Published:Saturday | August 4, 2018 | 12:00 AM
Heavy-duty vehicles from CHEC being used to help extinguish the fire at the Riverton City landfill last week.
Dr Zhimin Hu

Quick response from the Jamaica Defence Force (JDF) and China Harbour Engineering Company (CHEC) saved the National Solid Waste Management Authority (NSWMA) millions of dollars as it moved to put out the latest fire at the Riverton City Landfill.

The two entities rushed heavy duty equipment to the dump last Sunday after the fire started, allowing the NWSMA to hang on to the money that it would have had to find to pay private contractors for the use of their equipment.

"I cannot tell you how much money we saved this time around but I can tell you it was several million dollars," Audley Gordon, executive director of the NSWMA told The Sunday Gleaner.
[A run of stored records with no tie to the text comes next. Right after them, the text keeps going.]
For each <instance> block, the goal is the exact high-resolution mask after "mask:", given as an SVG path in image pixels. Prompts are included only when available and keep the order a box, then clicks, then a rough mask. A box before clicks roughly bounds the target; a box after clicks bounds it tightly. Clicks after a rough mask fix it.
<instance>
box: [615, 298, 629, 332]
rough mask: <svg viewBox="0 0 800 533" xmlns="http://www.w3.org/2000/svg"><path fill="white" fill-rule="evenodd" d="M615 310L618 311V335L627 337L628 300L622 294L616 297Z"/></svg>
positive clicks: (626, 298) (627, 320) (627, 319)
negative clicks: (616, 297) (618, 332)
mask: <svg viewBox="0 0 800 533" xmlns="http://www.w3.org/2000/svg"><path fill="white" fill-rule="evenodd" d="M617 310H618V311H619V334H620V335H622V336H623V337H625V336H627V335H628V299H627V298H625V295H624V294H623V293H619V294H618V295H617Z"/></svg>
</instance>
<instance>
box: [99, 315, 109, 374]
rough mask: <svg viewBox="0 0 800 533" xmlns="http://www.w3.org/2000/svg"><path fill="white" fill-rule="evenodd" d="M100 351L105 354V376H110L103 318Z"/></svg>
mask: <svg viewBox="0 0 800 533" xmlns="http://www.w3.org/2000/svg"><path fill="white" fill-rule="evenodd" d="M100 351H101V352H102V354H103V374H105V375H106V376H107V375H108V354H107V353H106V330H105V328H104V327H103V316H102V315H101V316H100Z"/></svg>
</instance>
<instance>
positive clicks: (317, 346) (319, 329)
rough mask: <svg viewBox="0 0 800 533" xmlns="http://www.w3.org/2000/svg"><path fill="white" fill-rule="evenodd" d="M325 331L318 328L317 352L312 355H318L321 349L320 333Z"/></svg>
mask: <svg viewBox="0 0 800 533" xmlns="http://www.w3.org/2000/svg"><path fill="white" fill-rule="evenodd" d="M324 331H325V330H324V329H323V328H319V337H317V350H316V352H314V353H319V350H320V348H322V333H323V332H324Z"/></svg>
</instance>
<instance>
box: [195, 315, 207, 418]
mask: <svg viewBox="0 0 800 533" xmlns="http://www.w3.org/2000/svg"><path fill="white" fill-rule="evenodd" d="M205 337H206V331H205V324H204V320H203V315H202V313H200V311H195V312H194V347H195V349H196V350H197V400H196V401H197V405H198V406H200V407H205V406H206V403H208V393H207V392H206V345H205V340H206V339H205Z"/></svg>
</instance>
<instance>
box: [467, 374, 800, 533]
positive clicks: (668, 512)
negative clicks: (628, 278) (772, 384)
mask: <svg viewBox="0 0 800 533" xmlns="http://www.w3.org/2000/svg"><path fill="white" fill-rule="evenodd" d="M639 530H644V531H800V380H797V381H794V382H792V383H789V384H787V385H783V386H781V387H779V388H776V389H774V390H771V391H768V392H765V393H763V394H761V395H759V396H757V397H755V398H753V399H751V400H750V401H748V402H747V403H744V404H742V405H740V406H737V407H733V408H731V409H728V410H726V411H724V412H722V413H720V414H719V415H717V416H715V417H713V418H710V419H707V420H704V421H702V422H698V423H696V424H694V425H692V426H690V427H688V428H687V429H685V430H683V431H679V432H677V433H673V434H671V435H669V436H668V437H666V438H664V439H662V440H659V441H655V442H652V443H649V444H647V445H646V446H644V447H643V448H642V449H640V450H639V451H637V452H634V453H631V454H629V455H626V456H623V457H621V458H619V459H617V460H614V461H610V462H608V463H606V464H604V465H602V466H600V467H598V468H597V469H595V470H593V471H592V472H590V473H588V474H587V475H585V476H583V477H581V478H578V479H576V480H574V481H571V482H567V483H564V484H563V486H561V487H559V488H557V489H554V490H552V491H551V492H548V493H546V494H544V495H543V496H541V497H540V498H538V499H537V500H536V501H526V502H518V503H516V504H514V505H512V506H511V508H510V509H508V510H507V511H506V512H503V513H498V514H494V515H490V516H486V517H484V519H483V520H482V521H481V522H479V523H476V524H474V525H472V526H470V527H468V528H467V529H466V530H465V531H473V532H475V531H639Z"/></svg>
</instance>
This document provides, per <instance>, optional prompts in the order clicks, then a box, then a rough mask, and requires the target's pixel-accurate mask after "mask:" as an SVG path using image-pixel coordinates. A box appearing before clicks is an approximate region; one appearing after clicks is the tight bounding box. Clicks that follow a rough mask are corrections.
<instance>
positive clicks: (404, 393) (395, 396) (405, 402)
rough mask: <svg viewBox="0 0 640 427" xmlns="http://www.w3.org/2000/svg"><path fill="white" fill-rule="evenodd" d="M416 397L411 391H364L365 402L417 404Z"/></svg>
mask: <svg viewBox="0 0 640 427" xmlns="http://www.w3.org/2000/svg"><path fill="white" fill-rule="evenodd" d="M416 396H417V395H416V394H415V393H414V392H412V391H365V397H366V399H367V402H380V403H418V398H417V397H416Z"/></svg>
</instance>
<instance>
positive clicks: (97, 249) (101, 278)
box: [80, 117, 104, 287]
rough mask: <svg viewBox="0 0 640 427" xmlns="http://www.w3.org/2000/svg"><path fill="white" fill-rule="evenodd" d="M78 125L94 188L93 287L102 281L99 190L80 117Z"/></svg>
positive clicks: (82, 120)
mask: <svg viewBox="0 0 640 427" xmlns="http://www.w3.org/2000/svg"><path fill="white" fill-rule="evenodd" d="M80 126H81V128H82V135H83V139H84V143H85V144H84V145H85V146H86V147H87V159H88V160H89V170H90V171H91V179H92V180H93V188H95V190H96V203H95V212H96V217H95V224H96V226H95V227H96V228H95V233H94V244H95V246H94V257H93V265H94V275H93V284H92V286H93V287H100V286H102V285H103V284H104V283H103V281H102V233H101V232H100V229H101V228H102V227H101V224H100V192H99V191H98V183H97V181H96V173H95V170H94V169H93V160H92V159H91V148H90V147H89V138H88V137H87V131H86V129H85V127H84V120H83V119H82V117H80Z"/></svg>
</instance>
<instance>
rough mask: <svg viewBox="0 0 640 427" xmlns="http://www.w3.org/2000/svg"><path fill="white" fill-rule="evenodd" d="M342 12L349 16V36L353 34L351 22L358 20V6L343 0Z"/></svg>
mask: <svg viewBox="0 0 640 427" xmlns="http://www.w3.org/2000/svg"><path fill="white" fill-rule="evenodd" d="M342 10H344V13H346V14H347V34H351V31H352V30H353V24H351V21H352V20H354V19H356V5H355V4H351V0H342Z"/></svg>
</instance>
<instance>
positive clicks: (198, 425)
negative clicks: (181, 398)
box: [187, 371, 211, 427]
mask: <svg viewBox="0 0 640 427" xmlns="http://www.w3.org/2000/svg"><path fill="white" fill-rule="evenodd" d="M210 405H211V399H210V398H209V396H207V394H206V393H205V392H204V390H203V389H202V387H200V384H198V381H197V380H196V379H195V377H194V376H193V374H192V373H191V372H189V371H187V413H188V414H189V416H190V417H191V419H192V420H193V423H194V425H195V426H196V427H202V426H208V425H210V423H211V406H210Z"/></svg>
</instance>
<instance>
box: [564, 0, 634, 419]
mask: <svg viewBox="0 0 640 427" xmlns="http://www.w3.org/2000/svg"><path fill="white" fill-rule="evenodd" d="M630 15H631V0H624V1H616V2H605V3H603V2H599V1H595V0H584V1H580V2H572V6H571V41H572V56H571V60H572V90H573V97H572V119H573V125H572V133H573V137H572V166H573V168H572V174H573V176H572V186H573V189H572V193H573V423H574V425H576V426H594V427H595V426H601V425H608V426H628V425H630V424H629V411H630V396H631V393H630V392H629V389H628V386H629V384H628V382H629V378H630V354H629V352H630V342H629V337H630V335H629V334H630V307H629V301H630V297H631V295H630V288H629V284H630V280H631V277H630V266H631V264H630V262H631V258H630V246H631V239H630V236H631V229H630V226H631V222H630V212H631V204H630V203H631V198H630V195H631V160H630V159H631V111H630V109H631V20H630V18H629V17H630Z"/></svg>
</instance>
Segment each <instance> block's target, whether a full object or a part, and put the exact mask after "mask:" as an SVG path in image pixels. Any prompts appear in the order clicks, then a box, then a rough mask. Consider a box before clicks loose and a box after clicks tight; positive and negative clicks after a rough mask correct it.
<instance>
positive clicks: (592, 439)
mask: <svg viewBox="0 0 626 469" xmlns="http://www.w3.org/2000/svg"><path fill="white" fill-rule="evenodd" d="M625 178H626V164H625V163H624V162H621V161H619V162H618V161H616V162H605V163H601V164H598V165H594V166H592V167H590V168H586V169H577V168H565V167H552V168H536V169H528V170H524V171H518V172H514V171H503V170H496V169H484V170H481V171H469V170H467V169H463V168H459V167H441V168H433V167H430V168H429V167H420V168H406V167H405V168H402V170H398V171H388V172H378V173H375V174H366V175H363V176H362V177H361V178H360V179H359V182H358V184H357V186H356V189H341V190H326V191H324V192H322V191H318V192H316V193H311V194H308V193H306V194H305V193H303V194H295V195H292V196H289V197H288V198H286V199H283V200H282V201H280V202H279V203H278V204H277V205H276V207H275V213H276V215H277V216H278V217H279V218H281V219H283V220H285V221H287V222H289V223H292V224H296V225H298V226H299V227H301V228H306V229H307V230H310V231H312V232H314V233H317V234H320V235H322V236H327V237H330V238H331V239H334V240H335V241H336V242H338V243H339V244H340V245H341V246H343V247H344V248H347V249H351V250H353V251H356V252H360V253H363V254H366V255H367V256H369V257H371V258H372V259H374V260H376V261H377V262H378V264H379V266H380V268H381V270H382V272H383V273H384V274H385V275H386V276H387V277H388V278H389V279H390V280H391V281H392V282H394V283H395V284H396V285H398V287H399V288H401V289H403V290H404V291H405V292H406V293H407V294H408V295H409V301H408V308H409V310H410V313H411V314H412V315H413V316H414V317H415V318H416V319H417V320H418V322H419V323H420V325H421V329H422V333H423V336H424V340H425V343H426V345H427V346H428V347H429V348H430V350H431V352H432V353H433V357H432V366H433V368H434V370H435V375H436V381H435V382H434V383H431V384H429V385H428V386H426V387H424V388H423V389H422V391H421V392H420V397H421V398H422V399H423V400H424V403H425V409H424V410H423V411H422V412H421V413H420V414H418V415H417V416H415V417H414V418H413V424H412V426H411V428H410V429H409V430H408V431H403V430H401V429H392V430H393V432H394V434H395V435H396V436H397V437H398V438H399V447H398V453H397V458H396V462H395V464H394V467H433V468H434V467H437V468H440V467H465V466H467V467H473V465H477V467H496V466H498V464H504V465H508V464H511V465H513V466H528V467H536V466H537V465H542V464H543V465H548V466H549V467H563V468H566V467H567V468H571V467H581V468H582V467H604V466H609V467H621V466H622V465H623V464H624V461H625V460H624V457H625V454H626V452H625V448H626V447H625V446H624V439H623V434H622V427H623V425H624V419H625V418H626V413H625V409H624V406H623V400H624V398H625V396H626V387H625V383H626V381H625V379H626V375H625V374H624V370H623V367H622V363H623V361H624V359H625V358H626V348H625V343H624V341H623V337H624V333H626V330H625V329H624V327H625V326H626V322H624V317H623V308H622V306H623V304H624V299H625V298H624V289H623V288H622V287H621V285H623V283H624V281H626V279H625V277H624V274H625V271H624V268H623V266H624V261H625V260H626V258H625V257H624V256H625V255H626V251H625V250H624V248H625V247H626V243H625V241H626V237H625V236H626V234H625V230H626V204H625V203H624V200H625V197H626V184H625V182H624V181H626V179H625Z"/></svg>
In 2014 the NSWMA, with emergency funding from the Government, spent an estimated $128 million to extinguish a fire at the Riverton City facility and a further $235 million to put out another blaze in 2015.

This time around the expenditure has been much less and Gordon said this is the model to be used by the NSWMA going forward, particularly against the background that it appears the fires at the island's dumps are being deliberately set by persons seeking to profit from putting them out.

"I have to say thanks to the JDF and CHEC for their quick assistance and a special thanks to the men who drove the heavy duty equipment and the fire fighters who were on the ground.

"We know that the way we operate our landfills there could be fires at times but we are working to reduce the possibility of this happening and we have systems in place to address the fires quickly in the unfortunate cases where they happen," said Gordon.

The NSWMA boss also thanked the chairman of its board Dennis Chung and Local Government Minister Desmond McKenzie, for what he described as their leadership and support at a difficult period when four of the island's dumps were on fire, with at least two strongly believed to have been deliberately lit.

For its part, CHEC told The Sunday Gleaner that it had no reservation in coming to the help of the NSWMA.

"Once we received word of the fire at the Riverton City dump we knew we had to assist to bring it under control because people's lives were at5 stake," said Dr Zhimin Hu, vice-president of China Harbour.

"Jamaica is one of our homes away from home and we do not want anything bad to happen to our home. As part of our corporate social responsibility we are willing to respond to anything that put the well being of the people and the environment at risk," Hu added.

She said that CHEC is committed to enhancing the standard of living of Jamaicans and has been quietly participating in other areas including improving the facilities at schools close to its construction sites, the annual coastal clean-up day and back-to school programmes.

"These are just some of the ways that CHEC has been making our footsteps in the lives of Jamaicans and rest assured we will continue to contribute in any way we can," said Hu.